Les politiques visant à lutter contre le chômage menées par les gouvernements successifs dans la plupart des pays européens sont contreproductives et font appel à de très vieilles recettes au goût amer. Ce n’est pas notre actuel gouvernement ancré à droite qui suivra une autre voie. La mode est à la dérégulation du marché du travail, à la punition de ceux qu’il exclut et à la diminution des coûts. Comme les décideurs peuvent difficilement dire à l’électorat « braves gens, on va diminuer votre salaire réel pour votre bien « , ils agissent en douce. On retiendra, pour la Belgique, le saut d’index et la diminution des cotisations patronales d’assu-rance sociale1, encore appelées injustement « charges patronales »2. Ces deux mesures, si elles peuvent aider, voire sauver l’une ou l’autre entreprise, sont surtout de beaux cadeaux pour celles qui dégagent déjà de jolis bénéfices. Pensez-vous qu’il soit utile que les banques, largement bénéficiaires, réduisent leur part de financement à la sécurité sociale ? La diminution du coût du travail devrait soutenir la compétitivité de la Belgique nous dit-on. Certes, notre pays a une économie ouverte qui exporte et importe sensiblement autant et, pour les sociétés exportatrices, cela peut être une belle opportunité mais ces dernières sont des entreprises industrielles ou de services « pointus ». Notre économie repose surtout sur le secteur tertiaire3 dont de nombreuses entreprises importantes ne sont pas en compétition sur l’international. Ainsi, les banques, les compagnies d’assurances et les sociétés de grande distribution par exemple bénéficient d’un cadeau qu’elles ne répercutent ni sur l’emploi ni sur les prix mais qui fait l’affaire des actionnaires. En outre, les états sont en compétition pour tirer le coût du travail vers le bas. Il suffira à nos principaux partenaires commerciaux (Allemagne, Pays-Bas, France et 

Royaume-Uni) de baisser eux aussi encore un peu plus le coût du travail pour que nous devions à nouveau les suivre. C’est un cercle sans fin et un jeu de dupes. Ces mesures de soutien à la croissance sont complétées par des dispositifs individuels qui visent, soit disant, à permettre aux demandeurs d’emploi de retrouver un emploi. Il s’agit surtout, et de plus en plus, de mesures « punitives » pour ne pas dire vexatoires4. Nous l’avons déjà dit dans ces colonnes, ce n’est pas en stigmatisant les gens qu’on les aide.

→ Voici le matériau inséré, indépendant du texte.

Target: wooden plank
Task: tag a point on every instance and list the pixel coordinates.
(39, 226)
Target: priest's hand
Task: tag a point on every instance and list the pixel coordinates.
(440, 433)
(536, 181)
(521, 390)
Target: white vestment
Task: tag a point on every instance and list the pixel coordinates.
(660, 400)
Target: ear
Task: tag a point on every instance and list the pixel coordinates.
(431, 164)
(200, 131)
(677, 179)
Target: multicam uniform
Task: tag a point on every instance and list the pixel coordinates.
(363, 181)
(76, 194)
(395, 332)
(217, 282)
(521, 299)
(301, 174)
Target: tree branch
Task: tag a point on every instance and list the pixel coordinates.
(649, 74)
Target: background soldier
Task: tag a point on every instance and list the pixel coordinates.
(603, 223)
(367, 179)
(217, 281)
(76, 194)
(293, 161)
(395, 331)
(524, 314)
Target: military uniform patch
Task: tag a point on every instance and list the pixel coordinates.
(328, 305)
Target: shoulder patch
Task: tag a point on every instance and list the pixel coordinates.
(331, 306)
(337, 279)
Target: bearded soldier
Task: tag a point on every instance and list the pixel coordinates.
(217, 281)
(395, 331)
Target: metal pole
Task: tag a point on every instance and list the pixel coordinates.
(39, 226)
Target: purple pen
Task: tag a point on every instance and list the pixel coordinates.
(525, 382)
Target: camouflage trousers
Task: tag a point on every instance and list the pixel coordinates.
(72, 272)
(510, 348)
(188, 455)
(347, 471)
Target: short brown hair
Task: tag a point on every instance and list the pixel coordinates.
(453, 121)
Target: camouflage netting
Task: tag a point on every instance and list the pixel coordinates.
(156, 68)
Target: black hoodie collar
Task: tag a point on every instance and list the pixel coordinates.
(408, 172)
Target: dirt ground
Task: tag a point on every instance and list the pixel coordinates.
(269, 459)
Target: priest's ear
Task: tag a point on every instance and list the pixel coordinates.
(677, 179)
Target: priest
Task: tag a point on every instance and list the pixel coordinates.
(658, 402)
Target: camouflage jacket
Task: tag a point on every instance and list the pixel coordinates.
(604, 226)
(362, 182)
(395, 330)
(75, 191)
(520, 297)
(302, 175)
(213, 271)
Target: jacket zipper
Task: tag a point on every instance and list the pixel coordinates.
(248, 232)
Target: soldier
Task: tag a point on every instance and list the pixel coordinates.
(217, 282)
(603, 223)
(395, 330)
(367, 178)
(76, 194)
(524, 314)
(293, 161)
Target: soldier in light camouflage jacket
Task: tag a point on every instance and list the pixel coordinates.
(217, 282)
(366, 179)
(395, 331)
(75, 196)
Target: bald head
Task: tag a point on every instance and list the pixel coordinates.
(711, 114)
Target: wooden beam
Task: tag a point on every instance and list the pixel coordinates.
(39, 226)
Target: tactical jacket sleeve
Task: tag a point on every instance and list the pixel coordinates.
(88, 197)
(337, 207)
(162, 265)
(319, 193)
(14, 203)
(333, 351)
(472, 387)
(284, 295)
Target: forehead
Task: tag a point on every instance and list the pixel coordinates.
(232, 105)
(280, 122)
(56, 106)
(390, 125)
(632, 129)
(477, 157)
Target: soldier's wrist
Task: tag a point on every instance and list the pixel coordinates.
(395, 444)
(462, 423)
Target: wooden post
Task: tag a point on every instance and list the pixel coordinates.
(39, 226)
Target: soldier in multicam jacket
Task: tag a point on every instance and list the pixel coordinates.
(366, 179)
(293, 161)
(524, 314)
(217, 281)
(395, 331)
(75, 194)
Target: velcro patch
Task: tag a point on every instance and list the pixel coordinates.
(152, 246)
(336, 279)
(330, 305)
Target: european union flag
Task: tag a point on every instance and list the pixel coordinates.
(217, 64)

Ces dispositifs, déjà bien peu utiles en matière de création d’emplois et de remise à l’emploi, éludent totalement les évolutions récentes et à venir de la façon de produire les biens et services que nous consommons. Premièrement, il est clair que l’on ne peut pas concurrencer les poids lourds industriels tels que la Chine sans diminuer les salaires de façon drastique, ce qui est totalement irréaliste. Ainsi, de tels pays resteront « l’usine du monde » dans les prochaines années. Deuxièmement, les politiques actuelles continuent à éluder ce qui apparaît aujourd’hui comme une évidence à bon nombre d’économistes : la robotisation massive du travail est en marche !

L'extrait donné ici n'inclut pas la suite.